U.S. President Donald J. Trump meets with business leaders in Doha, Qatar, May 15, 2025 (Photo: Getty Images)
India has refuted claims made by US President Donald Trump that New Delhi offered him a trade deal with zero tariffs for American goods. Dismissing the statement by Trump as premature, External Affairs Minister S Jaishankar said, “Any trade deal has to be mutually beneficial; it has to work for both countries. That would be our expectation from the trade deal.”
Jaishankar also said, “Between India and the US, trade talks have been going on. These are complicated negotiations. Nothing is decided till everything is…Until that is done, any judgment on it would be premature,” he told the news agency ANI. While India and the US are engaged in trade talks, a trade agreement is yet to be finalised by the two countries.

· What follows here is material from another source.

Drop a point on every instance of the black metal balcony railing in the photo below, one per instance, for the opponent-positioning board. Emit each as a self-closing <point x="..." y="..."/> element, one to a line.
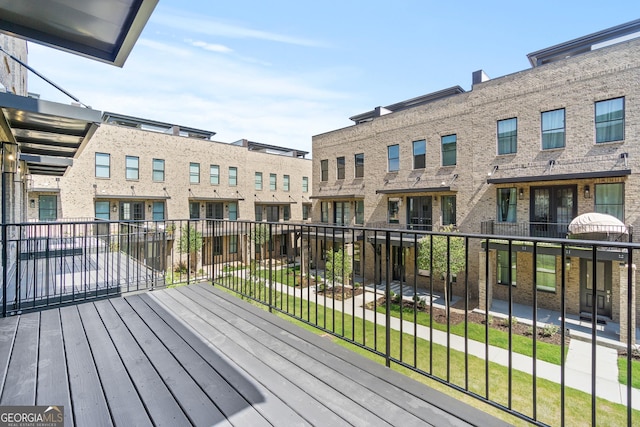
<point x="363" y="285"/>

Meanwhile, Trump also made news by asking tech giant Apple not to make its products in India. Trump, while speaking from Doha in Qatar, said, “I had a little problem with Tim Cook yesterday. I said, ‘Tim, you’re my friend, I’ve treated you very good, you’re coming here (in the US) with a $500 billion announcement, and now I hear you’re building all over India. I don’t want you building in India.”
In his remarks, Trump had added, “You can build in India if you want to take care of India, because India is one of the highest tariff nations in the world.”

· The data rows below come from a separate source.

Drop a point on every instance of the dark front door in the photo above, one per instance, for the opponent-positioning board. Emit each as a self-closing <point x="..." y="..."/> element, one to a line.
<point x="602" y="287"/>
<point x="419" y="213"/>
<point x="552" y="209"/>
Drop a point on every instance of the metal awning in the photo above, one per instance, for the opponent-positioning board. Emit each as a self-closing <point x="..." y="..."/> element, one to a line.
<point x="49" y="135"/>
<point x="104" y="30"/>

His remarks against India were in contrast to his approach with China. Trump had ramped up tariffs and counter-tariffs on China to the point where they were 145% by 11th April. China, in turn, had imposed tariffs on US goods up to 125% for goods entering China. In this tit-for-tat game China played cool. On May 12, the two sides came to an agreement by which tariffs for goods from China would fall to 30%, down from 145%, for the next 90 days. China also agreed to slash tariffs for US products from 125% to 10%.

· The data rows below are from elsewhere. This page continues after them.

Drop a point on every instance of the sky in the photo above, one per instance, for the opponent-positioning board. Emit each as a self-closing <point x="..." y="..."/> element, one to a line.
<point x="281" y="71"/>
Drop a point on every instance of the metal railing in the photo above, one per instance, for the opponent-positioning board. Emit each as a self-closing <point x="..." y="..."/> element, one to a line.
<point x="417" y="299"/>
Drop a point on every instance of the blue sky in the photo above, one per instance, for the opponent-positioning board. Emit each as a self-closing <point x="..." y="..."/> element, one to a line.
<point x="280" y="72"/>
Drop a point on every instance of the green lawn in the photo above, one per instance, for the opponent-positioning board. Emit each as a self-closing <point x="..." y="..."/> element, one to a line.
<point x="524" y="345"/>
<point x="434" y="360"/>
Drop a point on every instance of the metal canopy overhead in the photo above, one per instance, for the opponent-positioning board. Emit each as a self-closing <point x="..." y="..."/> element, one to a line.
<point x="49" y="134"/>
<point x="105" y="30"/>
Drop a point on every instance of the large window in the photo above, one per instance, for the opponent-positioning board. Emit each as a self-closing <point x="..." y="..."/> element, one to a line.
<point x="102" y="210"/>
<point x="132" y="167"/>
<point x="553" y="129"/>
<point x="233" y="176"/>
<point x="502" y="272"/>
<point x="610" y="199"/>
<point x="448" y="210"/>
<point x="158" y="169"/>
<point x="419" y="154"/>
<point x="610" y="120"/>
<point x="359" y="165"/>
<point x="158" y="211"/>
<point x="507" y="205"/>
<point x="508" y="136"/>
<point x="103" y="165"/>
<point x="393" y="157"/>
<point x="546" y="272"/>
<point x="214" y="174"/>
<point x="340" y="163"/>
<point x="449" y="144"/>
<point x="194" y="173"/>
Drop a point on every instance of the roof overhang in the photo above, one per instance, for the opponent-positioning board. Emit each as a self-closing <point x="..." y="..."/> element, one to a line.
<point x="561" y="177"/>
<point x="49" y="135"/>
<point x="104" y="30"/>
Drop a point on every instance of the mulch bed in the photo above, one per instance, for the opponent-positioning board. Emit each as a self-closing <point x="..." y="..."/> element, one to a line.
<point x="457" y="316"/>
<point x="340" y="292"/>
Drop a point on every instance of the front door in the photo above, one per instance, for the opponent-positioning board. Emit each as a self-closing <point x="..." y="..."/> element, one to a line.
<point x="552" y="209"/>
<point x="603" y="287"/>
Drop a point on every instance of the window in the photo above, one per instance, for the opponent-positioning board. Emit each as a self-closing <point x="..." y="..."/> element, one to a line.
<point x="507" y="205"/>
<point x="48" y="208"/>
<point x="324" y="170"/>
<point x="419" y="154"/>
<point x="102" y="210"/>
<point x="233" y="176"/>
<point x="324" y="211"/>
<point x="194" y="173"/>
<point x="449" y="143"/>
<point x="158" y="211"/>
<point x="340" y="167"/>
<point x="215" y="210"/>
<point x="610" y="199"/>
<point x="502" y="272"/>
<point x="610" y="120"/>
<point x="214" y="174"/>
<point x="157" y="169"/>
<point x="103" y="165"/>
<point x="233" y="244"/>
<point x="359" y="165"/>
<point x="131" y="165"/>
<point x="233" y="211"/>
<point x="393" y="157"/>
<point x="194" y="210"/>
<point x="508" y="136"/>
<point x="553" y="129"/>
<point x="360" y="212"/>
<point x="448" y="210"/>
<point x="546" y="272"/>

For its part, Apple began diversifying away from China to India to overcome these uncertainties, until Trump began targeting India as well. His goal is to get Apple back in the US to manufacture its products there. Trump’s approach has been to marry “industrial policy” with his tariff policy to ensure that manufacturing returns to the US. This is a goal that many trade economists, as well as industrial experts, have said is easier said than done. For one, Apple’s supply chains for almost all the parts of its flagship iPhones, laptops and other products are located in Asia.
India has wooed Apple and other manufacturers to locate production to India and in the coming years it is expected that a quarter of all the phones that Apple manufactures will be made in India. India’s Production Linked Incentives (PLI) scheme has sought to encourage investment in key industrial sectors. By late 2024, investments around $18.7 billion had been undertaken, leading to the production of goods valued at $163 billion.